After Verizon, Are Pension Freezes on the Way?
Dec. 6, 2005 — -- The latest battle in the heated telecom wars has claimed some significant new casualties -- the pension and retirement health benefits for 50,000 Verizon management employees -- and analysts say more such moves may be coming.
Verizon announced Monday it would stop making contributions to the pension plans of non-unionized managers and would instead offer them 401(k) plans, beginning in 2006.
Other big telecommunications companies are likely to make similar cost-cutting measures, said analysts familiar with the economics behind Verizon's decision.
The move raised the ire of worker advocates, but the company said its future economic picture made it necessary.
"This restructuring reflects the realities of our changing world," Verizon chairman and CEO Ivan Seidenberg said in a statement announcing the change. "Companies today, including many we compete with, are not adopting defined benefit pension plans or subsidized retiree medical benefits."
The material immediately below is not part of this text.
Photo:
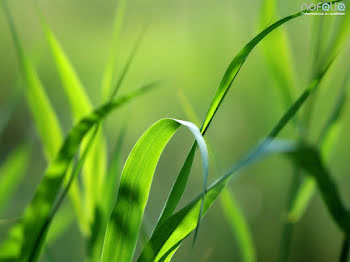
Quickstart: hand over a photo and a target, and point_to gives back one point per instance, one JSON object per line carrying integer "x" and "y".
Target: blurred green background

Though Verizon currently has enough money to fund its pension obligations, the company is wary of rising health care costs and competition from companies that don't offer similar defined benefit plans, which are more expensive for companies than 401(k) plans. The pension freeze is an attempt to lower labor costs and bring them in line with those of cable television companies, analysts said.
"Verizon had no choice," said Robert Rosenberg, president of Insight Research Corp., a telecommunications industry analysis firm. "It's not the type of thing a company with great corporate values would do if it didn't have to."
But what the company called corporate realities offered little consolation to angry Verizon employees.
"You're just constantly giving back. And I realize that's how corporate America is going, but that still doesn't make it right," one Verizon employee said today outside the company's corporate headquarters in New York.
The telecommunications sector has been hit particularly hard over the past five years, losing workers and seeing company values drop at a disproportionate rate to other industries, Rosenberg said. The need to cut costs is a response to the leaner financial times, he said.